The idea of making changes in his lifestyle seems an impossible task, he would have to observe his habits and consciously decide what he should do physical and mental adjustments. It will always be easier to turn a blind eye, to ignore and keep repeating the same story in his head:
“Going to work is a total pain in the neck. If I was a millionaire, I would have a gorgeous woman by my side and I would not be this lonely. I’m not enough. At least I can enjoy myself eating what I like on the weekend. Yes, I’m fat, but it’s not that bad either. Besides, what’s the point of taking care of myself that much if I’m going to die of something? I’ll just relax watching TV. ”
I’m sure many of you know people like Manuel. It is not surprising that, according to statistics from the World Health Organization, obesity has almost tripled since 1975 in the world.

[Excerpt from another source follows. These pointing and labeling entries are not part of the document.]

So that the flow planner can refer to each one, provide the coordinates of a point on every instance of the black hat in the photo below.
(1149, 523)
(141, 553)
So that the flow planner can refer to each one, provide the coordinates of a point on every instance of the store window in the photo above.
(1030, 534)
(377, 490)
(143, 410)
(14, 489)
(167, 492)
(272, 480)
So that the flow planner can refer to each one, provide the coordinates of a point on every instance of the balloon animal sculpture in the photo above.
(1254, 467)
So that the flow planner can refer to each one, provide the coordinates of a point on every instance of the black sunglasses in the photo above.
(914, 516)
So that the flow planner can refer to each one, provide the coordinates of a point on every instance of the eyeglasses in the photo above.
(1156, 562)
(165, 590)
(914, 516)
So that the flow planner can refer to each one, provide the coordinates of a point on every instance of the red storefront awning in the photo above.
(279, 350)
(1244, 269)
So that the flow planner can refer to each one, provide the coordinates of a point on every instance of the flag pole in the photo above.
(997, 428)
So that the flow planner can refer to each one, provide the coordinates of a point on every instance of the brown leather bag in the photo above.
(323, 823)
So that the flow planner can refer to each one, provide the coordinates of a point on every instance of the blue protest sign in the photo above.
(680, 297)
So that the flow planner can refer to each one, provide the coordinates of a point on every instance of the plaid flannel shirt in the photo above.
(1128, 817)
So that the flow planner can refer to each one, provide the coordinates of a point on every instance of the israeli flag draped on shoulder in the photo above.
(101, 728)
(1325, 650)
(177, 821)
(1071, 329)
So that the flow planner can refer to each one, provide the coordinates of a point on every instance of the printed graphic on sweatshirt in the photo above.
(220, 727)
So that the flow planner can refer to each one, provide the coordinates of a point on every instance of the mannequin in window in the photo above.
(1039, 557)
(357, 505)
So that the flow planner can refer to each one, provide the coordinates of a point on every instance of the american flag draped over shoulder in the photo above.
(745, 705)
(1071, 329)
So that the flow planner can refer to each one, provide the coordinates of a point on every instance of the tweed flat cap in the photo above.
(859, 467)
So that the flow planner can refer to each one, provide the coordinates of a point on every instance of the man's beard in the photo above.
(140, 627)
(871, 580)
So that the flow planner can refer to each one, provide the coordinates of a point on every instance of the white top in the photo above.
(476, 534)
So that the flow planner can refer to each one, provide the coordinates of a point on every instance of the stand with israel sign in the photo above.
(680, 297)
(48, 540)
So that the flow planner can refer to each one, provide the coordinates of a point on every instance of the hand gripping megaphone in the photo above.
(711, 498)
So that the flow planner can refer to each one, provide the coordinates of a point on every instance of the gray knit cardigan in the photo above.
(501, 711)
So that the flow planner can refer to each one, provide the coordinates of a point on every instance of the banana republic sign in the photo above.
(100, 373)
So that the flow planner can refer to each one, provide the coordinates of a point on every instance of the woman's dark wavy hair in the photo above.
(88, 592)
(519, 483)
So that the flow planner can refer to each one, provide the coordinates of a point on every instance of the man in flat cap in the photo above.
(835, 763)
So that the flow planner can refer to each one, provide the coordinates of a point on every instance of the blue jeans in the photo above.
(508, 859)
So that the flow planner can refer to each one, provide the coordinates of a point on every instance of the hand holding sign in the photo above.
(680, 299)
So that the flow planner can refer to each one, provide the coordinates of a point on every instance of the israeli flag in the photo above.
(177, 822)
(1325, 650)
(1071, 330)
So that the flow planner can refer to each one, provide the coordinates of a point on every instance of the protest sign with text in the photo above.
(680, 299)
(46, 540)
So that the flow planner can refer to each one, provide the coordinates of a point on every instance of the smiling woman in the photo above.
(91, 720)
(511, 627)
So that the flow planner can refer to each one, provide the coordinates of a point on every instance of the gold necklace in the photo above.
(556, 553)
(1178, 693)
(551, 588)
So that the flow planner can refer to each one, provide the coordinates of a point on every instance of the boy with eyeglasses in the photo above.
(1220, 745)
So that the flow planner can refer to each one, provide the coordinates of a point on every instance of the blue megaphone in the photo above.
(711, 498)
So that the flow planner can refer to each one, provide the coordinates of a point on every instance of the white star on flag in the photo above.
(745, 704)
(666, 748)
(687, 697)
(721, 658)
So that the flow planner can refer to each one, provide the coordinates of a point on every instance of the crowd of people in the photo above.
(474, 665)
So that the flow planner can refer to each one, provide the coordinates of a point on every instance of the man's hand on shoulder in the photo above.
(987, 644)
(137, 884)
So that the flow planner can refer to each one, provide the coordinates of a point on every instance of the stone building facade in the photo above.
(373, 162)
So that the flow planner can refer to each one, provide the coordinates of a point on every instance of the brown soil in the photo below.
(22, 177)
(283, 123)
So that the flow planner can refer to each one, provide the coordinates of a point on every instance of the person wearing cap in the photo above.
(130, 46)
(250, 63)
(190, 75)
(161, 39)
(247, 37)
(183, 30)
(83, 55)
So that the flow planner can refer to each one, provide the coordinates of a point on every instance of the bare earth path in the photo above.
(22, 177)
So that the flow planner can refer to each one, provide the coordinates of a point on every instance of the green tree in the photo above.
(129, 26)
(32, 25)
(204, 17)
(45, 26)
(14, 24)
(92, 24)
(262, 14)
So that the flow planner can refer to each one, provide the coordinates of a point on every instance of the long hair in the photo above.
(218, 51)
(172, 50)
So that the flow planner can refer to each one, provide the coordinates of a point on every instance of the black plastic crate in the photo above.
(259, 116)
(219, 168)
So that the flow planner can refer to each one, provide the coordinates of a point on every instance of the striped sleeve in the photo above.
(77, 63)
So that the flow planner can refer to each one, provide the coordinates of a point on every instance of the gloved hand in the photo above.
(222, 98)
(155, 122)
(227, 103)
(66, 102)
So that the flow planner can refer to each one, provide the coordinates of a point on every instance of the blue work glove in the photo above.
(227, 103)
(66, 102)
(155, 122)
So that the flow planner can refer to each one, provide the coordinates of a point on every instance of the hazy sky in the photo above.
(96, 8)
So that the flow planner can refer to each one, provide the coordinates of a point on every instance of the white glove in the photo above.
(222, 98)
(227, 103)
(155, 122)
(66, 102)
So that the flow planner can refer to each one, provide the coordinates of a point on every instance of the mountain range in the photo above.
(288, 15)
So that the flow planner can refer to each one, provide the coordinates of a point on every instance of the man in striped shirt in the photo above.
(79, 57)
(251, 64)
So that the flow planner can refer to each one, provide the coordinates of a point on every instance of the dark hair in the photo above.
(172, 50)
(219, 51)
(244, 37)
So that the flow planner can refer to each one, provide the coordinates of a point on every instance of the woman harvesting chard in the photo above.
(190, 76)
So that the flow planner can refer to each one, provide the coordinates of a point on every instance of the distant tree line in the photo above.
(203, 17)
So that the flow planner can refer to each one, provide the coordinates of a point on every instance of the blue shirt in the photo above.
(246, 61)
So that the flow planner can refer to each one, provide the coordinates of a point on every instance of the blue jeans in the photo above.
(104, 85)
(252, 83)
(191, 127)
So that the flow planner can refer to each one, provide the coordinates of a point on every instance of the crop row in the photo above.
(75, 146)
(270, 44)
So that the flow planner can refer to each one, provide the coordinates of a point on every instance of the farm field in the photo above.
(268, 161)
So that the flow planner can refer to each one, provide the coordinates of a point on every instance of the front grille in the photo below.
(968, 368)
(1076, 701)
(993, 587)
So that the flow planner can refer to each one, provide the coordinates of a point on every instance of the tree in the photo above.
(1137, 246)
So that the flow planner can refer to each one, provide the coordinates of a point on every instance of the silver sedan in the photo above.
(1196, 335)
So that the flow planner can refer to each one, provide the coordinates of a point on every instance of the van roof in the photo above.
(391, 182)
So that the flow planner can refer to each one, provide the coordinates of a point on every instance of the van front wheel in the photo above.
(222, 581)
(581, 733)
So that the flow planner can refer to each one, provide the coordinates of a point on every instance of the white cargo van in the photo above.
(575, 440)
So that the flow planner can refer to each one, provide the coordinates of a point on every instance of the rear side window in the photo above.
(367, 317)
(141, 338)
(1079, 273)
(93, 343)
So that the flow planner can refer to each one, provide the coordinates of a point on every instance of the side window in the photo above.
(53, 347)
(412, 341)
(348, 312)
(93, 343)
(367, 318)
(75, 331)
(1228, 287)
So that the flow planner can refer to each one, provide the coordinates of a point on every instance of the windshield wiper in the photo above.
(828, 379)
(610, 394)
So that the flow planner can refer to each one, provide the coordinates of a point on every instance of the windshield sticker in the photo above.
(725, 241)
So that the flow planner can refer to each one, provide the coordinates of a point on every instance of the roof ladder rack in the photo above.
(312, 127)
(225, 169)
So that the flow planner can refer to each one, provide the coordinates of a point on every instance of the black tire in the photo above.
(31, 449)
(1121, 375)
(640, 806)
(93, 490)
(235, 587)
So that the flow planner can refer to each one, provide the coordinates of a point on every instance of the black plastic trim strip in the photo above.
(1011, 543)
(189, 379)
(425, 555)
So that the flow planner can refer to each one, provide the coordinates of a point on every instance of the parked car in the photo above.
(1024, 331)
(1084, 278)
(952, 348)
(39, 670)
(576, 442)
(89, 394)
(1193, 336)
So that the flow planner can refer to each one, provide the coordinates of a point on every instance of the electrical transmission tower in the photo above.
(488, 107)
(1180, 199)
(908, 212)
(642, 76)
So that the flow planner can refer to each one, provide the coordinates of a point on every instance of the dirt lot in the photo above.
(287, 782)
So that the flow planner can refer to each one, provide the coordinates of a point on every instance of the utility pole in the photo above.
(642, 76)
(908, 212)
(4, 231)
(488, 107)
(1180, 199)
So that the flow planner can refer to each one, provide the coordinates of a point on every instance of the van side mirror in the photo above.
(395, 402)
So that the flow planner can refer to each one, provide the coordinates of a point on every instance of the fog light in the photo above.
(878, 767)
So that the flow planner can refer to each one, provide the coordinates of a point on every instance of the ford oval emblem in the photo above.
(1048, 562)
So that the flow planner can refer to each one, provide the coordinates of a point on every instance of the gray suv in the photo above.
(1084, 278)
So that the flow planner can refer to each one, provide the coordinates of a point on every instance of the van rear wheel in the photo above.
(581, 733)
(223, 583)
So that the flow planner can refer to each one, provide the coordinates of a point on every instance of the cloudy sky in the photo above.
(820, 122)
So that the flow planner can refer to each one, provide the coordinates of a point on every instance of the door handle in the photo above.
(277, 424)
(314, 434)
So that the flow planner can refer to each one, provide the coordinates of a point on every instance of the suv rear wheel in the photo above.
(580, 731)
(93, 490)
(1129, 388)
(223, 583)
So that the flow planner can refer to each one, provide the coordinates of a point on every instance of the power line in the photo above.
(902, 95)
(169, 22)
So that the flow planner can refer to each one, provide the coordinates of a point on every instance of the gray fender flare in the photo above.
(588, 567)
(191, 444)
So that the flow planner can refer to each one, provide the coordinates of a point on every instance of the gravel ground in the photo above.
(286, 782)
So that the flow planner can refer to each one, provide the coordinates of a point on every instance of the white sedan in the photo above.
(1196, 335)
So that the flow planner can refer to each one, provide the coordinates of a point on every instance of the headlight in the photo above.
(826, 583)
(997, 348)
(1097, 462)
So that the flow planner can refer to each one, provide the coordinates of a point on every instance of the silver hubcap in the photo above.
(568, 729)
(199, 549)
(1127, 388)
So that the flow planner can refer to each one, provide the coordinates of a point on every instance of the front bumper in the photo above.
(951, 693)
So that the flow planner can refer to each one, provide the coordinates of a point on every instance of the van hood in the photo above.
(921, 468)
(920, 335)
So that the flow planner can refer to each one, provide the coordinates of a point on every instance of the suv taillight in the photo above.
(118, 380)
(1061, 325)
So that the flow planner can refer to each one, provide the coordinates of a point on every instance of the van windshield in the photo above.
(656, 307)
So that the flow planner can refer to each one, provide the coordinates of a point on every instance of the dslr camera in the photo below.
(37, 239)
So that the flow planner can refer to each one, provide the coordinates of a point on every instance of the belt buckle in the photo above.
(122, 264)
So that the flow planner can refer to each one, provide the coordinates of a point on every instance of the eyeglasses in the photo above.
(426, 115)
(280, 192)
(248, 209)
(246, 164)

Every time we assume the observer role instead of the acting role in the story we mentally tell ourselves, we are giving perspective to reality. The world that everyone creates in their head only makes sense to the one who tells it. If we are saying that being overweight is normal, that we “deserve to treat ourselves” with the choices we make and we keep telling the same story, it is very difficult to get out of the mental framework that limits us.
Both neuroscience and the teachings of Tibetan Buddhism show us that we have the ability to create new brain connections through the observation (without opinions, or judgments) of reality and a reflection before action. For those who want to learn more about this topic that I find fascinating, I recommend Dr. Mario Alonso Puig in this conference that is very interesting. (I have already named it in other blogs) and the book “The 10 Secrets of Abundant Happiness” by Adam J Jackson, English lawyer and writer who decided to leave his career in Law to focus on health sciences and alternative therapies. Both authors focus on this topic: attitude and ways to change mental patterns to have a happier, peaceful and abundant life.
This is all for now, but I won’t say good bye without saying that my glass is always half full (never half empty), I hope this blog inspires you to reflect so your glass is never half empty.